Alan Bramley further developed the company, and in the 1970s he extended the production to include exclusive split cane rods as well as continuing to develop and improve hook production. Thanks to him Partridge of Redditch has become an internationally acclaimed fish hook brand.
The last phase of the history of Partridge of Redditch was initiated in 1996. Then the Norwegian hook manufacturer O. Mustad & Son bought Partridge of Redditch from Alan Bramley. As far as Mustad is concerned, one might say that the circle had been closed. When O. Mustad & Son started their production of fish hooks in the 1870s, they soon realised that the hooks coming out of their machines were not fit to fish with. They were too soft and rusted after a day in water.
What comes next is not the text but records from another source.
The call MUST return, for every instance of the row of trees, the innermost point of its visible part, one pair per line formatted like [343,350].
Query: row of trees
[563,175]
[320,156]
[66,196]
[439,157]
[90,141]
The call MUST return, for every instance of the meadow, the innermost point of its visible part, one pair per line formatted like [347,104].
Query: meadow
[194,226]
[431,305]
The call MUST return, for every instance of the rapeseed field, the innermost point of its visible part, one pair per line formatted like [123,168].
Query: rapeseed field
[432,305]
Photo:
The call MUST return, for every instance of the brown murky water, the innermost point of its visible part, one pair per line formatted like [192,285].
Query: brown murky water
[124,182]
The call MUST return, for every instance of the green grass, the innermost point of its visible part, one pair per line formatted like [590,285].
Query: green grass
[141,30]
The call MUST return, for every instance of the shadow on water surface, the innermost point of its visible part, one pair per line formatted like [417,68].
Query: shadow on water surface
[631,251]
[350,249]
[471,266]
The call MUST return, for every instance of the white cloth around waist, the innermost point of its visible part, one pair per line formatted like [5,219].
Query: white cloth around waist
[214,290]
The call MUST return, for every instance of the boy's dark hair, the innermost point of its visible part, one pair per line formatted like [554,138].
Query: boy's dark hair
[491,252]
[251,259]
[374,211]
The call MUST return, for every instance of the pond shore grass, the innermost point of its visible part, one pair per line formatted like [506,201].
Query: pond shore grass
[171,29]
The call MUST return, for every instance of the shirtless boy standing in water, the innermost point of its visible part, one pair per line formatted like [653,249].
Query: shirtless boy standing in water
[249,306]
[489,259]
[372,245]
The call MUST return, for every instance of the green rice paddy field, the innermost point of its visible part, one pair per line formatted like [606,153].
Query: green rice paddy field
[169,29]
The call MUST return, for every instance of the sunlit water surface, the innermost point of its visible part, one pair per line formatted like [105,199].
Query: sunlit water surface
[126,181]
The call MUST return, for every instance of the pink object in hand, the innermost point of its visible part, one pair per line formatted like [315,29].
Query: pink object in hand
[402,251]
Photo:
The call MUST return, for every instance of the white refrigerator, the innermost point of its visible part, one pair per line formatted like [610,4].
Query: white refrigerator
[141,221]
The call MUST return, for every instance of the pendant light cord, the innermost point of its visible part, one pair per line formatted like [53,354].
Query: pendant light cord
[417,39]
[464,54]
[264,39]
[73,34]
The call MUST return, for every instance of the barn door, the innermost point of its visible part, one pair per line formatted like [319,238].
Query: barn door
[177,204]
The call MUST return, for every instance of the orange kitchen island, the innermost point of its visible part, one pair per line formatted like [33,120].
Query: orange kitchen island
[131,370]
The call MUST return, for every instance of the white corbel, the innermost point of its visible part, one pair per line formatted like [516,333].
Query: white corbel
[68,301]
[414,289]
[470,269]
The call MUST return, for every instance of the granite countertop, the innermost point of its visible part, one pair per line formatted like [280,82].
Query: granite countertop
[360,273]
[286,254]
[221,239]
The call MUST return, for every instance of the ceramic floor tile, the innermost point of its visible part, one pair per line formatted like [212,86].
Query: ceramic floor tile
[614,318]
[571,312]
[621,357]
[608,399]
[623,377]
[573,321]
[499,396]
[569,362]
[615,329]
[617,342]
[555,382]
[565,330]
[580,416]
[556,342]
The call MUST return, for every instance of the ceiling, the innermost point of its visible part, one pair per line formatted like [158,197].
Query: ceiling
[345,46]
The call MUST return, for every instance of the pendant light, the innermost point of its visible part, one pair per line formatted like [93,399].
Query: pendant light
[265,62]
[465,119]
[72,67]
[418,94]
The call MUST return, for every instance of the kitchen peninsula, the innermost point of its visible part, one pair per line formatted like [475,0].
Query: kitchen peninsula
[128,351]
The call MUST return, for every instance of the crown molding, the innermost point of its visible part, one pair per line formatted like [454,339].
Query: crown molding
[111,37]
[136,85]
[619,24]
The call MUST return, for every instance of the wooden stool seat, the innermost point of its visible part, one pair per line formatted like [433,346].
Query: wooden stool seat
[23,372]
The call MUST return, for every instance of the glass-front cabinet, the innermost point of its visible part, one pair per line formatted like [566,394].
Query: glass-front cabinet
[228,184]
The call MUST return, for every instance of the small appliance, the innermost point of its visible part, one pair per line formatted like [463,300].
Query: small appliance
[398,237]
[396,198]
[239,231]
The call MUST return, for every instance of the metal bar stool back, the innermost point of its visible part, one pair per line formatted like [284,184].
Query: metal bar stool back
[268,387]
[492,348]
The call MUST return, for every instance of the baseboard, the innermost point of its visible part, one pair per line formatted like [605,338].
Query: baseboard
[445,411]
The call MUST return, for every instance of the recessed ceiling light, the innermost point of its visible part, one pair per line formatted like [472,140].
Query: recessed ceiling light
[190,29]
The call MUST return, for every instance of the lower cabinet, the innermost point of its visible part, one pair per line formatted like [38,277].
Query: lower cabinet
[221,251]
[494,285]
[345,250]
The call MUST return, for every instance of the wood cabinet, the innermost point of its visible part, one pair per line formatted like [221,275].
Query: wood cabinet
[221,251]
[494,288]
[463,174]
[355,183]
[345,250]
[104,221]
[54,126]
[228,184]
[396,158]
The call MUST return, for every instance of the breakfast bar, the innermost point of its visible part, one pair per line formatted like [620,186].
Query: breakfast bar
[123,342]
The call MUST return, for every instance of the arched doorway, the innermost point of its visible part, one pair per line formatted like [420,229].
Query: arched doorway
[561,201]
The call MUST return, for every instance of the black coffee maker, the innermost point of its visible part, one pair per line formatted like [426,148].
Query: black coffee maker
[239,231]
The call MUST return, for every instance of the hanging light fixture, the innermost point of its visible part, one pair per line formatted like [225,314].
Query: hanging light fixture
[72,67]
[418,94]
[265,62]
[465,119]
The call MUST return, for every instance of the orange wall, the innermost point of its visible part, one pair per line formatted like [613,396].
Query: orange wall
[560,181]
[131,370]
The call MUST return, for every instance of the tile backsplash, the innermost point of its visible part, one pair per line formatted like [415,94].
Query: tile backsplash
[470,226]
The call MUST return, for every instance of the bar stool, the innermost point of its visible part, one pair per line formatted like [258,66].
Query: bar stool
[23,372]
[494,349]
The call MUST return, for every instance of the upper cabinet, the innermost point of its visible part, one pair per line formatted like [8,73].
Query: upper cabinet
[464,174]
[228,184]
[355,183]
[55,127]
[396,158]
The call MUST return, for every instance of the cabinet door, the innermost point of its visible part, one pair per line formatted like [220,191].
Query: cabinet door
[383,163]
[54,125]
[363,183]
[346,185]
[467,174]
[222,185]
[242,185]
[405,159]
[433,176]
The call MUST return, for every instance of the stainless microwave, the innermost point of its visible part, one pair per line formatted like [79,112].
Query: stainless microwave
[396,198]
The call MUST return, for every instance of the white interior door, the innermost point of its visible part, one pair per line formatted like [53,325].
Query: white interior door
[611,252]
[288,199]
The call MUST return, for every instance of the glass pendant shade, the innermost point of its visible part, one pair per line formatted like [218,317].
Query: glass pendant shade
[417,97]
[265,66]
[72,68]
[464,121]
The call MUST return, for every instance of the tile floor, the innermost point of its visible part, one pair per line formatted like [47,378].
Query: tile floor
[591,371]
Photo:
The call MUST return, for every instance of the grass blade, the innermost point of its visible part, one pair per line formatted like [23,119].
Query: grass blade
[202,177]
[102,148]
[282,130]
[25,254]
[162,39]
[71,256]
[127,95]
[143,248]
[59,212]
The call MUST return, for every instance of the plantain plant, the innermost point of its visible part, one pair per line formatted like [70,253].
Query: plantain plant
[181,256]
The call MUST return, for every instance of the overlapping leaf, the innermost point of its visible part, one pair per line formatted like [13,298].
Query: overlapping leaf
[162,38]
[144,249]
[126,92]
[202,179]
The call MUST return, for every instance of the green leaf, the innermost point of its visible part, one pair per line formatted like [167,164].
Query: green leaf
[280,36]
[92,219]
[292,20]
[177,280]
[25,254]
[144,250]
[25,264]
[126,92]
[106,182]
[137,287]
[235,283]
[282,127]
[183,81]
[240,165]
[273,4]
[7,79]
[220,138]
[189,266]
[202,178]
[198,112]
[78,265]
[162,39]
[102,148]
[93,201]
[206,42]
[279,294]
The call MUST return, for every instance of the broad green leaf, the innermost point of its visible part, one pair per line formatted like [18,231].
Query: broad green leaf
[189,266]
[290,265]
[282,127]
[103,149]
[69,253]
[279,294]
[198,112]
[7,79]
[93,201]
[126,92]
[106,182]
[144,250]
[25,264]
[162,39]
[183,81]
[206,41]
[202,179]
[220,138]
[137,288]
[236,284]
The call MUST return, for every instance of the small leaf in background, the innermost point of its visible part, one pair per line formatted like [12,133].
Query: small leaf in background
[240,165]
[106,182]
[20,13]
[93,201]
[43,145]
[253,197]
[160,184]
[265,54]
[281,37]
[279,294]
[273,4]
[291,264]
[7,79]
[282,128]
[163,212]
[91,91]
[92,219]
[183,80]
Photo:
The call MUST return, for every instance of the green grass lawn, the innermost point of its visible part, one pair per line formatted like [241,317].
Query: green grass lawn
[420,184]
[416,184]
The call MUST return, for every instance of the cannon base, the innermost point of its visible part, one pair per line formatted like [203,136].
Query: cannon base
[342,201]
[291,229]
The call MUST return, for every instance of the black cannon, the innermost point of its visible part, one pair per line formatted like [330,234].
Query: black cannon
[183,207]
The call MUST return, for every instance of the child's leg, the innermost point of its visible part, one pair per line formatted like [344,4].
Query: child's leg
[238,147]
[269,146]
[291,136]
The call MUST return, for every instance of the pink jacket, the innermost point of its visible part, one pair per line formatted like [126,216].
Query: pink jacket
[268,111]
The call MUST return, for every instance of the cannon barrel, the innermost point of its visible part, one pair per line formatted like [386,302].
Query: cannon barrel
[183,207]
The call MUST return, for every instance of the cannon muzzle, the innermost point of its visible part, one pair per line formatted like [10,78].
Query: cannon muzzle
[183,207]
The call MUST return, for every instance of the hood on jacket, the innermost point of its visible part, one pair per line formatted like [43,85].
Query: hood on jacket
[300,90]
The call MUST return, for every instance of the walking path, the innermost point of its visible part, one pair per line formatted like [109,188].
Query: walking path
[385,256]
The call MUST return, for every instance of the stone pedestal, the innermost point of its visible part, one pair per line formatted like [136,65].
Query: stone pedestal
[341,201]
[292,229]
The founder, Hans Mustad, then summoned specialists from Redditch, England, to help him solve the problems. They were specialists in tempering, design and fly-tying. Partly thanks to Redditch expertise, Mustad is today the leading manufacturer of fish hooks in the world.
Mustad clearly realises and appreciates the traditions and quality of the Partridge-of-Redditch brand and Partridge will continue to have its own dealers and distribution, and will continue to market Partridge of Redditch products separately from the Mustad hooks.
Partridge now has many customers who are enchanted by the magic of their Finest Handmade Fish Hooks.
Kamasan hooks are a very popular variety of hooks made in Japan. They are extremely strong and are made in a variety of shapes that are perfect for the fly tier. Each hook is made of the finest high carbon steel and chemically etched to create a sharp needle point. Kamasan hooks are then given a double bronzed finish. This finish helps to prevent the hook from rusting, if packed into a fly box when wet.